On Boxing Day, Number 1 (my J-b/f) and I drove the three and a half hours down the Kyushu expressway from Fukuoka to Kagoshima. The trip was duel purpose; surfing for him and seeing the 'cranes' resting place' for me. The surf place was a beach popular with locals in a place called Akune and was beautifully empty. I spent a peaceful few hours walking with the best dog in the world the full length of the beach in the warm sunshine, soaking up the atmosphere and listening to the surf crashing on the shore.
The next morning we got up before
sunrise and went to Izumi, where up to 20,000 cranes or Tsuru come
from Siberia to spend the winter every year. The noise was amazing as the sky was filled with waking birds flying in hundreds of V-shaped formations and about 13,000 cranes gathered to be fed on the fallow rice paddies.
We decided for the trip back not to go all the way on the highway but to take a ferry from Nagashima, an island in northern Kagoshima prefecture, to Amakusa. Amakusa is an archipelago of more than 120 islands lying off the southwestern coast and belonging to Kumamoto prefecture. In the Edo period (17th to 19th century) Amakusa was an early center of Japanese Christianity and when Christianity was banned and became illegal, Amakusa became a refuge for many practising Christians. These days the area is well-known for the beautiful scenery, pottery, fresh seafood and dolphin watching. The local economy is supported by vegetable and mandarin farming using the terrace system as the islands are like small mountains and pearl cultivation.

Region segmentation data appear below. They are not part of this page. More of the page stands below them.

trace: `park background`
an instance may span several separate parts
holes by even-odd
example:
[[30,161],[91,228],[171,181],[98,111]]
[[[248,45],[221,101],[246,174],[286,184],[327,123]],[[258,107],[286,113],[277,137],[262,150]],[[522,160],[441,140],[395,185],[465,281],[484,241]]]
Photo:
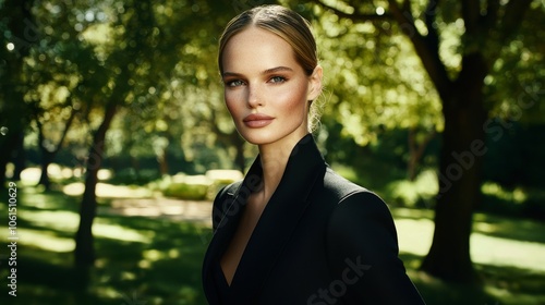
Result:
[[426,302],[545,304],[543,0],[0,0],[1,303],[206,304],[210,200],[256,155],[217,40],[264,3],[312,22],[315,138]]

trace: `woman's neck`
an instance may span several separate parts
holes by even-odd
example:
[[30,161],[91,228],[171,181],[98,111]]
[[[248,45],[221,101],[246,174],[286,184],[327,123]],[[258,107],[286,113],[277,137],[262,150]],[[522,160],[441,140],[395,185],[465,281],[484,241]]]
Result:
[[305,134],[283,138],[282,141],[259,145],[259,161],[263,169],[263,187],[257,195],[267,203],[275,193],[286,171],[291,151]]

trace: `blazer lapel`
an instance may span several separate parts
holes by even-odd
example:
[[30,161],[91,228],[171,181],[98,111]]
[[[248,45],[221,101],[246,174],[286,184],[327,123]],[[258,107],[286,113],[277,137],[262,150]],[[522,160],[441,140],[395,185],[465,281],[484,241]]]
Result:
[[220,304],[219,296],[214,294],[217,291],[215,289],[210,290],[210,288],[215,285],[213,264],[217,264],[227,249],[229,242],[237,231],[247,196],[252,187],[254,187],[254,184],[258,183],[255,179],[261,179],[262,176],[262,169],[261,166],[258,166],[258,161],[259,158],[254,161],[242,183],[238,187],[233,187],[233,190],[227,190],[226,195],[220,196],[218,198],[219,202],[214,206],[215,210],[213,211],[213,217],[216,217],[216,213],[221,213],[221,218],[213,232],[211,241],[204,257],[202,271],[204,289],[207,291],[207,297],[210,304]]
[[231,283],[237,300],[251,303],[258,296],[261,286],[308,205],[313,185],[325,171],[325,161],[308,134],[292,150],[280,184],[267,203],[239,263]]

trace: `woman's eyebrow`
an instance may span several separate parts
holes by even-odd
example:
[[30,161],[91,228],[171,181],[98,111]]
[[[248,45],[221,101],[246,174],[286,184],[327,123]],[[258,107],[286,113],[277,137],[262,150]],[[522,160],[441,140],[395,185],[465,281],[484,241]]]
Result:
[[[271,69],[264,70],[261,74],[267,75],[267,74],[282,72],[282,71],[293,72],[293,69],[291,69],[289,66],[280,65],[280,66],[275,66]],[[223,72],[222,76],[223,77],[229,77],[229,76],[241,77],[241,76],[243,76],[243,74],[228,71],[228,72]]]
[[288,68],[288,66],[277,66],[277,68],[267,69],[267,70],[263,71],[262,74],[271,74],[271,73],[277,73],[277,72],[282,72],[282,71],[292,72],[293,69]]

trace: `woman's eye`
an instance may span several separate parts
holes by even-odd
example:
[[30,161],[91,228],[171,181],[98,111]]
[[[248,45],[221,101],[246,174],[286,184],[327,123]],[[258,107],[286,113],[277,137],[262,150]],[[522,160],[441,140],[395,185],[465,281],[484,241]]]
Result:
[[226,82],[226,84],[229,87],[239,87],[239,86],[244,85],[244,82],[242,82],[241,80],[234,80],[234,81]]
[[270,77],[269,82],[272,83],[272,84],[283,83],[283,82],[286,82],[286,77],[282,77],[282,76],[272,76],[272,77]]

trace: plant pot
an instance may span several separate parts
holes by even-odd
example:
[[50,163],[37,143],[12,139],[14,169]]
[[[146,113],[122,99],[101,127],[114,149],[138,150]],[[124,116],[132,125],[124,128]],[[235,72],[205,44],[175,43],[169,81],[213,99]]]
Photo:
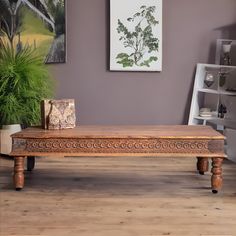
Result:
[[20,124],[14,125],[3,125],[2,129],[0,130],[0,152],[1,154],[9,155],[11,153],[12,148],[12,138],[11,135],[21,131]]

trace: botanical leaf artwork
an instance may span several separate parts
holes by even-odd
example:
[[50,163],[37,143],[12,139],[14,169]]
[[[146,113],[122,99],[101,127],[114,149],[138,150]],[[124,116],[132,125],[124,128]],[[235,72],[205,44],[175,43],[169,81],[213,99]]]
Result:
[[[116,62],[123,68],[150,67],[158,60],[159,39],[153,34],[153,28],[159,24],[154,15],[156,10],[156,6],[142,5],[125,23],[118,19],[119,41],[124,49],[129,49],[116,56]],[[129,30],[131,27],[133,30]]]

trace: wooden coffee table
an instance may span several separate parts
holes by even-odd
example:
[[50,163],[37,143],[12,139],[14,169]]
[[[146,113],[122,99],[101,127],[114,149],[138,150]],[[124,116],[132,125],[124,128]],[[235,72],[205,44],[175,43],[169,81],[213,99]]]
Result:
[[[12,135],[16,190],[24,187],[24,160],[35,156],[197,157],[200,174],[212,158],[212,192],[222,186],[225,137],[208,126],[78,126],[69,130],[27,128]],[[96,160],[98,161],[98,160]]]

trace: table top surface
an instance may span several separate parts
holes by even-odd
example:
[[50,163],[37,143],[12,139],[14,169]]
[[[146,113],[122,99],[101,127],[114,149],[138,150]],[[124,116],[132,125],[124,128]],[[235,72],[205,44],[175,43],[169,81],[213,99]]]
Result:
[[13,138],[168,138],[217,139],[225,137],[210,126],[138,125],[138,126],[77,126],[74,129],[45,130],[39,127],[24,129]]

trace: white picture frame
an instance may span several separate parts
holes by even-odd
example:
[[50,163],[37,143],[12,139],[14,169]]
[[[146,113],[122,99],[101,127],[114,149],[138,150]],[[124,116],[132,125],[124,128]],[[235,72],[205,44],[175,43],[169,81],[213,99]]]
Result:
[[110,70],[162,70],[162,0],[110,0]]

The Amakusa area is an incredibly beautiful place and just wonderful for sightseeing and taking in historic and local culture. I'll be returning there for sure and will keep you posted on whatever else I find.
I love Japan!
Wednesday, 30 December 2009
Lighten Up!
After more than a year of not blogging, I have decided that part of the problem is that I need to lighten up! The longer I live here in Japan the more I realise that I can only ever have an understanding of this beautiful and contradictory country from the outside and that my impressions are forever based in my foreignism. I so don't want to propagate misinformation due to my only surface-understandings of the people and the things I see around me and when the culture is so deep, rich and complex it seems as if I could only ever dip a toe into the surface of it while the depths range far below. So rather than worrying about not getting things right, I'll give my dipped-toe impressions of this place I love so much and hope that I'm not too far off the mark!